Ideal for workloads where large amounts of data are modified by a few DML operations.

General

1:M and Bi-Directional

1:M and Bi-Directional



Note In the above section, we discussed the most widely used backup, recovery, and cloning solutions offered by application vendors and NetApp. However, the testing was executed only on NetApp SMO and Oracle RMAN.


Test Environment

There were few changes made to the test environment used in the Phase 1 testing. The environment was reconfigured to simulate production and dev/test environments. The configuration changes made to the Phase I test environment are indicated below.

Production

A Cisco UCS blade server with Oracle Database 11gR2 single instance database hosted on it.

NetApp FAS 3170 HA pair attached to the database host.

Database size—8TB (the same OAST [Oracle Automated Stress Test] workload database used in Phase I testing).

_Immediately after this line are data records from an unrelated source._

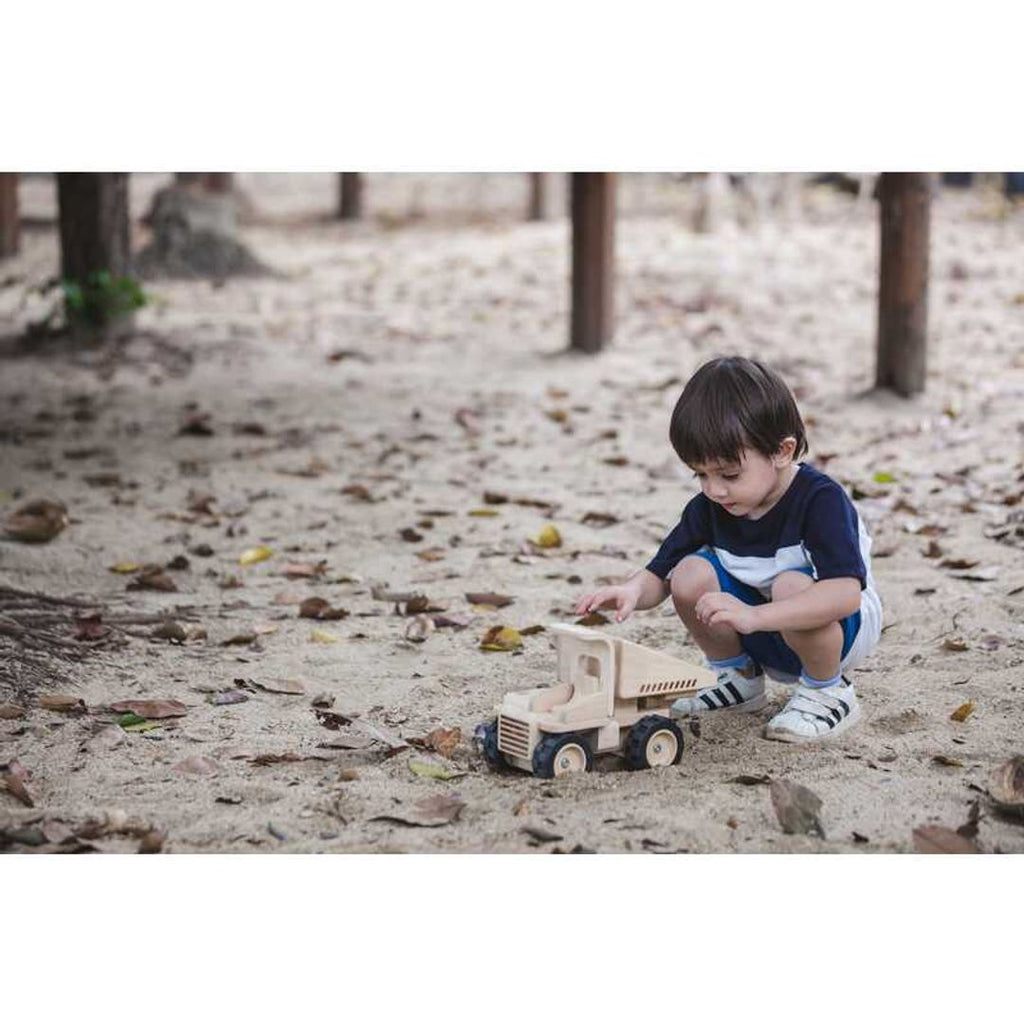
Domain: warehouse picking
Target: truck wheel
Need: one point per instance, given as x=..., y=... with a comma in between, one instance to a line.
x=655, y=741
x=556, y=756
x=486, y=735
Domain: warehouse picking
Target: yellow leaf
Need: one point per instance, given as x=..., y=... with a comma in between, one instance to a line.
x=501, y=638
x=322, y=636
x=963, y=712
x=549, y=538
x=253, y=555
x=431, y=554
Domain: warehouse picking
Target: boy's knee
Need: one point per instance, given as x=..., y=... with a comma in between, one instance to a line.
x=790, y=584
x=692, y=578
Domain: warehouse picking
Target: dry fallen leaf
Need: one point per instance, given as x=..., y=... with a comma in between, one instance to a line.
x=428, y=770
x=151, y=709
x=548, y=538
x=197, y=766
x=37, y=521
x=258, y=554
x=67, y=705
x=492, y=600
x=502, y=638
x=418, y=629
x=964, y=712
x=323, y=636
x=797, y=808
x=429, y=813
x=936, y=839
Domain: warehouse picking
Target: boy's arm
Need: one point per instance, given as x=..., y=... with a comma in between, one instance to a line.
x=823, y=602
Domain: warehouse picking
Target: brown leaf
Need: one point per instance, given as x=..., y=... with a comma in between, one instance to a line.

SnapManager for Oracle (SMO)—version installed 3.1.

SnapDrive for UNIX (SDU)—version installed 4.2

Dev/Test

A Cisco UCS blade server with Oracle Database 11gR2 single instance hosted on it.

NetApp FAS 3170 HA pair attached to the dev/test host.

SnapManager for Oracle (SMO)—version installed 3.1.

SnapDrive for UNIX (SDU)—version installed 4.2

SnapManager for Oracle (SMO) Repository

A Cisco UCS blade server with Oracle Database 11gR2 database (sample DB) hosted on it.

This is a repository database to store backup information and backup credentials used by SnapManager for Oracle (SMO).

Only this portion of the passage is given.